信越五岳110kmに向けた夜間トレーニング
2021年9月開催予定の「信越五岳トレイルランニングレース110km」に向け、ナイトトレーニングを実施した。コースは奥多摩駅を起点に、石尾根縦走路を辿って東京都最高峰・雲取山までのピストン。距離にして約42kmのロング走である。
本番に備え、夜間走行への慣れと心身の強化を目的として行った。
深夜の奥多摩からスタート
スタートは東京の最西端、深夜の奥多摩駅。人の気配のない静寂の中、ヘッドライトの明かりだけを頼りに舗装路を登り、やがて石尾根の縦走路に入る。
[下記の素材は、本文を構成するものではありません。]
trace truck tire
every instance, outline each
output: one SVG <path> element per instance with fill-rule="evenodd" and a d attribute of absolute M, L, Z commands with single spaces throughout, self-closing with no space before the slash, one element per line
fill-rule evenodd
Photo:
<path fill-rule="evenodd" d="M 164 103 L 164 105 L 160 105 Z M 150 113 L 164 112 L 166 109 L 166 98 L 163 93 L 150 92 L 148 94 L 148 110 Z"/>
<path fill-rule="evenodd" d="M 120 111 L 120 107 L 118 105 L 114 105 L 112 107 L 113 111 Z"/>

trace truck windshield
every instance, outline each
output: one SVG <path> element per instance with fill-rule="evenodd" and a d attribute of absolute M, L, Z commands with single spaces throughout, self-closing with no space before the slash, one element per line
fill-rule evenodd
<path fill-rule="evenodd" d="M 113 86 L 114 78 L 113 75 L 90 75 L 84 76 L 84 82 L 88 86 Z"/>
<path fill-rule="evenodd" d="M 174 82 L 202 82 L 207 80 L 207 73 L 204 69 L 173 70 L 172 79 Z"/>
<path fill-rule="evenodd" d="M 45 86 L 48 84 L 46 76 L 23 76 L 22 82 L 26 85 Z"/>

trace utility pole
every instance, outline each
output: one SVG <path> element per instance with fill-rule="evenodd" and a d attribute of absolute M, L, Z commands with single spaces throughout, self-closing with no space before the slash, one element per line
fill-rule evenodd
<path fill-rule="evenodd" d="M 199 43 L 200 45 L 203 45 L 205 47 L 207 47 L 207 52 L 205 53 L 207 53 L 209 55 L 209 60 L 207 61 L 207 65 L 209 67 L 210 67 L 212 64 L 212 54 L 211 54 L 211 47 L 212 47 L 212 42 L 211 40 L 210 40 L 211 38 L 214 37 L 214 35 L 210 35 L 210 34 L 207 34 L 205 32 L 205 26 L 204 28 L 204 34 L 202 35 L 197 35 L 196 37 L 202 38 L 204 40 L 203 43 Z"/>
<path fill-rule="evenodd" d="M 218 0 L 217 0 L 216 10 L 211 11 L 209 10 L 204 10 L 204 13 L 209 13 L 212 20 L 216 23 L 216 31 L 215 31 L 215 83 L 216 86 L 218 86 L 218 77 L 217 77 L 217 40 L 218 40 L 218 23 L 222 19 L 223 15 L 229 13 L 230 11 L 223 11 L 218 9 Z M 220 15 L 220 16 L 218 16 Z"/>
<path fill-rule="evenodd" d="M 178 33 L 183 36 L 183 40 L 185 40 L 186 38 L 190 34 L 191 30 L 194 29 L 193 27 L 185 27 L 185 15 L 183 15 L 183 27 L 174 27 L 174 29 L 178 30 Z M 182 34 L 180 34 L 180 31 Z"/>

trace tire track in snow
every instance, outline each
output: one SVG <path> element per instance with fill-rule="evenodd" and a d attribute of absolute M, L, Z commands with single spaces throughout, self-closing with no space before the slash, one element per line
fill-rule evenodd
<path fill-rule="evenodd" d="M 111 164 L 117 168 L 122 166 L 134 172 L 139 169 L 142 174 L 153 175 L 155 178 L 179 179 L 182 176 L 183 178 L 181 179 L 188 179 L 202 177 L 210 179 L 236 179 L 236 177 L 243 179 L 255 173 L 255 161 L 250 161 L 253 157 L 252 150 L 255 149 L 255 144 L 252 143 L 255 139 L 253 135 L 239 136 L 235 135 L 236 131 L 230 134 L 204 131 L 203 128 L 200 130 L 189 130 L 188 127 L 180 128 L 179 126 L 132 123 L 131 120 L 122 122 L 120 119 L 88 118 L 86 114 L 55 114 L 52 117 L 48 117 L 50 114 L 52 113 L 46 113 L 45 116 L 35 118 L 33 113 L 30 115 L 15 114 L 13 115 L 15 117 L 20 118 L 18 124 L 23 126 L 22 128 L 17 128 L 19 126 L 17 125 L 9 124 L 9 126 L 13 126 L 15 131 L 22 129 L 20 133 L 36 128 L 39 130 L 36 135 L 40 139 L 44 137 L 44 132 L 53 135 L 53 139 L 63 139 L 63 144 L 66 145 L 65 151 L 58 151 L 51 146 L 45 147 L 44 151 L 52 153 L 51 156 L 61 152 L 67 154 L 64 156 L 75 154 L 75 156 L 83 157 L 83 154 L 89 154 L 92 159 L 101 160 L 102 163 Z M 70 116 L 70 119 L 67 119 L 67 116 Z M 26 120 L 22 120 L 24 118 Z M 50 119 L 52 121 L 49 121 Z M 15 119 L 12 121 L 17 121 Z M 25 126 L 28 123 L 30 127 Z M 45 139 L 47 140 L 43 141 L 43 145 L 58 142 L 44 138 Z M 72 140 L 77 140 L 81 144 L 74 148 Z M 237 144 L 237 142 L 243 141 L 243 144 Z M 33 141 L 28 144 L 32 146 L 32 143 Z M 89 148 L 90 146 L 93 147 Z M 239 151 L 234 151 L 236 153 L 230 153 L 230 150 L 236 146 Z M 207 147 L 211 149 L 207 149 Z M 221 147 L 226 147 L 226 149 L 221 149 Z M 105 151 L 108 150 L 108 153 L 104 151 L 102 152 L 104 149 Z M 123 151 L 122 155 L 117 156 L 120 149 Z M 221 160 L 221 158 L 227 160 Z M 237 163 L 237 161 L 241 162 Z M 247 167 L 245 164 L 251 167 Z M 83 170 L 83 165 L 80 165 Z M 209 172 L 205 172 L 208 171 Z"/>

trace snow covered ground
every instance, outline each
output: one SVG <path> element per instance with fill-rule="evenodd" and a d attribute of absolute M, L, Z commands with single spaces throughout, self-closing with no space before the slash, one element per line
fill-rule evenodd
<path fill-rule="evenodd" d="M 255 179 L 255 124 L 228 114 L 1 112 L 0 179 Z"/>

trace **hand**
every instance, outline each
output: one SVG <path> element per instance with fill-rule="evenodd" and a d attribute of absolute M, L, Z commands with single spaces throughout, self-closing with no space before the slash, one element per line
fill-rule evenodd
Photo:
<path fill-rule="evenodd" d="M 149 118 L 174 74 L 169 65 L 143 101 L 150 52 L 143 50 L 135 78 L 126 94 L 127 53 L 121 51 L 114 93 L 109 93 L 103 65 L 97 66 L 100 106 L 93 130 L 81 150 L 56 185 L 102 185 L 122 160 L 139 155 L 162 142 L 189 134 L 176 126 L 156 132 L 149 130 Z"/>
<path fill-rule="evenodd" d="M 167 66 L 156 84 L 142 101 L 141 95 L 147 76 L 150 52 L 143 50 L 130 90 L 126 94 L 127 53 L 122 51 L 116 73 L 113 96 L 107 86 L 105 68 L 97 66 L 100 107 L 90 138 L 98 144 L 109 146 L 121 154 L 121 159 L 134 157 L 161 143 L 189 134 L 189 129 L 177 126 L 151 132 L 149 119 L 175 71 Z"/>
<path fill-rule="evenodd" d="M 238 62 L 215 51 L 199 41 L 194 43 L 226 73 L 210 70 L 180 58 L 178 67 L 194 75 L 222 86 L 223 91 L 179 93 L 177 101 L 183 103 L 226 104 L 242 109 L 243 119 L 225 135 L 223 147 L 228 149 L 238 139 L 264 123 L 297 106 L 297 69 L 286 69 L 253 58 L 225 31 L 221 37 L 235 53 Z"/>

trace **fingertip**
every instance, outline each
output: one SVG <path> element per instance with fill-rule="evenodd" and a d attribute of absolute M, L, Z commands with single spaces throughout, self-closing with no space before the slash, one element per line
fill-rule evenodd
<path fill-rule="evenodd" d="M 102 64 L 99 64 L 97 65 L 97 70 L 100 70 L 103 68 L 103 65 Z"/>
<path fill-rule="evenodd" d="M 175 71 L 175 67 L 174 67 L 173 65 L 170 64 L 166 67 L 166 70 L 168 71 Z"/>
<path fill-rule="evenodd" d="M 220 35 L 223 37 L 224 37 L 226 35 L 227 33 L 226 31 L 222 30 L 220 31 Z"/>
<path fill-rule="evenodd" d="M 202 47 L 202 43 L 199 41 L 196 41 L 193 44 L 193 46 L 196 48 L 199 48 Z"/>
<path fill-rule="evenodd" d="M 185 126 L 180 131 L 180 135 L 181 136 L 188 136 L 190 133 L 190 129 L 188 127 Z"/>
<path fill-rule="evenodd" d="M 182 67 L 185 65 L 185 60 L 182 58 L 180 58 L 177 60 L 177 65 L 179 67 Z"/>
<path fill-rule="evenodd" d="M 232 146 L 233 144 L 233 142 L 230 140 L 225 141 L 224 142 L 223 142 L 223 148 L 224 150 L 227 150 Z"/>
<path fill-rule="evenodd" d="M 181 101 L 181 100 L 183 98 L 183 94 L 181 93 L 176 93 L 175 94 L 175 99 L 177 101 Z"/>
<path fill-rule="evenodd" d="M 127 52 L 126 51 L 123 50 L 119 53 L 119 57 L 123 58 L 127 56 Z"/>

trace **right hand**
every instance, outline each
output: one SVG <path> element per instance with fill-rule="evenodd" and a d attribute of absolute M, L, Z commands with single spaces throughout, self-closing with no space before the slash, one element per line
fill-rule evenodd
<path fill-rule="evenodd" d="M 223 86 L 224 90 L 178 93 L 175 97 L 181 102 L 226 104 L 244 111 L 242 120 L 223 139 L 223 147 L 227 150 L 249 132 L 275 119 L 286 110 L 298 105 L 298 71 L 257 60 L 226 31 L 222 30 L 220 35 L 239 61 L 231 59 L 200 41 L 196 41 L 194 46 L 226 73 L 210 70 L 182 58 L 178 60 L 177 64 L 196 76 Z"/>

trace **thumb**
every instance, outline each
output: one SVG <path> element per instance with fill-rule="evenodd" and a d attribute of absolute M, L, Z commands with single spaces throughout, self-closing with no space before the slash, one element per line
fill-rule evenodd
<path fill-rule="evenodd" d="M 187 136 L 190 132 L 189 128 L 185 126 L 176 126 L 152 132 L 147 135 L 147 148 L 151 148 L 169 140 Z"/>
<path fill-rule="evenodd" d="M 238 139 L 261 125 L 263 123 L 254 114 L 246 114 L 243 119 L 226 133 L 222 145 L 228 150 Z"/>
一歩ごとに闇が深まり、全身の感覚が研ぎ澄まされていく。熊鈴の音が静寂を裂き、見上げれば、街の灯りでは決して見られない満天の星空が広がっていた。
ヘッドライトの先にある世界
ナイトトレイルでは、ヘッドライトが照らす範囲しか見えない。その限られた空間に意識を集中し、一歩ずつ確実に進む。自分自身との対話、自然との一体感――それが夜間縦走の醍醐味である。
奥多摩の闇は深く、しかし恐ろしいばかりではない。そこには、自分自身の中にある静けさと向き合える時間がある。
七ツ石山で迎えた夜明け
やがて空が白み始め、東の空が徐々に明るさを帯びていく。最初はぼんやりとしか見えなかった富士山が、光とともにその輪郭をはっきりと現した。
雲の海に浮かぶ山並み。七ツ石山の山頂で迎えた日の出は、言葉に尽くせぬ美しさであった。
夜が終わり、朝が来る。闇が光に変わる瞬間に立ち会うことで、自然のリズムが心身に染み渡っていく。
明けない夜はない
夜から朝へ、闇から光へ。その移り変わりを体感することは、単なる登山やトレーニング以上の意味を持つ。
どんなに長く感じた夜でも、いつかは終わる。苦しみや不安もまた、永遠に続くものではない。
このナイト練で心に刻んだのは、「明けない夜はない」という自然の摂理であった。信越五岳本番に向けて、大きな一歩を踏み出せた夜だった。